There isn’t anything at all funny about the 10 plagues. But in defense of the nail decals and their creator, Rabbi Yael Buechler, the intention of Midrash Manicures is to “combine Jewish education and creative nail art to make Torah more meaningful to you.” We know Rabbi Buechler’s heart is in the right place.
But our reader makes a good point and raises a good question. There are parts of Jewish history that tell of a less than compassionate god (think of the death of Haman and all of his sons—plus 75,000 other non-Jews in the Purim story, think of God’s decimation of the cities of Sodom and Gemmorah, think of the zealotry and murder sprees of the Maccabees).

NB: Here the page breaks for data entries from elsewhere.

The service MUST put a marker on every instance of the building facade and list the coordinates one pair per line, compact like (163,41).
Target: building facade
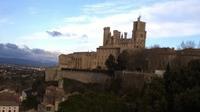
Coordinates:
(112,44)
(9,101)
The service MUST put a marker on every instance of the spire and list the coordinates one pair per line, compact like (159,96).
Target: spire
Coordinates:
(139,17)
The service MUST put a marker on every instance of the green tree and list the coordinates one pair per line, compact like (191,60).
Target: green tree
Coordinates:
(30,103)
(93,102)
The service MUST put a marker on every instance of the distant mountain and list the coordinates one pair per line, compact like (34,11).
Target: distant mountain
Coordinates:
(26,62)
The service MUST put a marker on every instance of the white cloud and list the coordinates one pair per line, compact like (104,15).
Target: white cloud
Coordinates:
(177,18)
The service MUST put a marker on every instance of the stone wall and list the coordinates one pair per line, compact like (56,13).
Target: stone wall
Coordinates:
(133,80)
(83,76)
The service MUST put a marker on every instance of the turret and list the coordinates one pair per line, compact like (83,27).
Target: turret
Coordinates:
(125,35)
(106,35)
(116,34)
(139,33)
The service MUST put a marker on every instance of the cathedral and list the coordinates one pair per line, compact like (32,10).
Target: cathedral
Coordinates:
(112,44)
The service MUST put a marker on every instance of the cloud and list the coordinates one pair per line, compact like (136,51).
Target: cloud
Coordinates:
(54,33)
(165,19)
(13,51)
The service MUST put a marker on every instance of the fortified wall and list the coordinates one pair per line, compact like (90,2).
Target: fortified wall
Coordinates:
(112,44)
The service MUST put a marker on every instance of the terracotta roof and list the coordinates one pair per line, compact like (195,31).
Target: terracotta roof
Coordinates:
(9,103)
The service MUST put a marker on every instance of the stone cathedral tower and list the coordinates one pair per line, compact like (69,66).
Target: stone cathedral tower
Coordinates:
(139,33)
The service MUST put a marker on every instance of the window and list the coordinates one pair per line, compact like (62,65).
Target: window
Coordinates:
(48,108)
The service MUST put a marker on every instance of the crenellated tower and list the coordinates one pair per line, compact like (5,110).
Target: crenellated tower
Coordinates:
(106,36)
(139,33)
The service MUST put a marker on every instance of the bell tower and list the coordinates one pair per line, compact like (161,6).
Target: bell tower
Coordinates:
(139,33)
(106,36)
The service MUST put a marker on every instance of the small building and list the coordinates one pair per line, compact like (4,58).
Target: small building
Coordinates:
(9,102)
(53,96)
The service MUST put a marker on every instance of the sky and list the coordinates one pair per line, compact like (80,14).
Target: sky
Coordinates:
(68,26)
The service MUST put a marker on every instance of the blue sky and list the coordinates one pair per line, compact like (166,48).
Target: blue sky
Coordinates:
(77,25)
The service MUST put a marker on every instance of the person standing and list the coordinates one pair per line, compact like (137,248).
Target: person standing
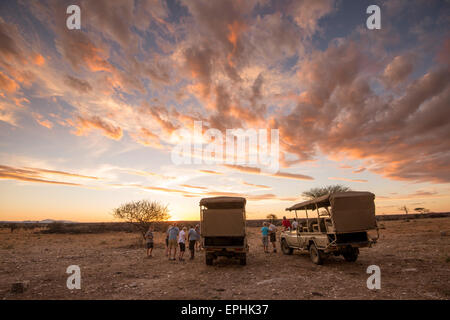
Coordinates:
(198,243)
(294,224)
(265,237)
(149,240)
(167,240)
(286,224)
(182,243)
(173,235)
(273,236)
(193,237)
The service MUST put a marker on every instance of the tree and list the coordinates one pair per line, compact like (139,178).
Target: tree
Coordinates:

Now, one might argue that all of this history is open to interpretation and that history is certainly murky, and one would be right. And there are lots of very interesting interpretations for understanding why God might allow such suffering (Rabbi Jill Jacobs offers a bunch here).
But the question doesn’t change: How do we respond to and engage with these really difficult parts of our own history? How do we teach our kids not to hate, and even, to feel compassion for those who hated us? How do we teach our kids that we don’t celebrate anyone’s death, even when they’re also taught to hate Haman and Pharaoh?
It’s true that we spill wine from our glasses as we recite the 10 plagues in an attempt to acknowledge the devastation that befell the Egyptian people and take away from some of our own enjoyment. But is that enough? At our seder table, we also play with rubber frogs and wear locust masks to get the kids excited about the Passover story. That sends a questionable message, too.
My kids don’t understand nuance yet (they don’t understand why they can’t eat cookies all day and night, either). But one day they will, and one day we will explain the 10 plagues to them and their eyes will widen and they will be a little bit scared and it is my hope that they will wonder at this really brutal part of our history.
And so I turn to you, dear readers. How do you explain the 10 plagues to your kids? Do you have a shpiel at the seder that you’re willing to share? And further, do you think it’s okay to allow kids to playfully recreate the seder story, complete with nail decals of the 10 plagues?
Where is the limit? When do we say, dayenu–enough with war and death and destruction. Kids need to understand that suffering is suffering, regardless of which side you’re on. How do we make sure they get it?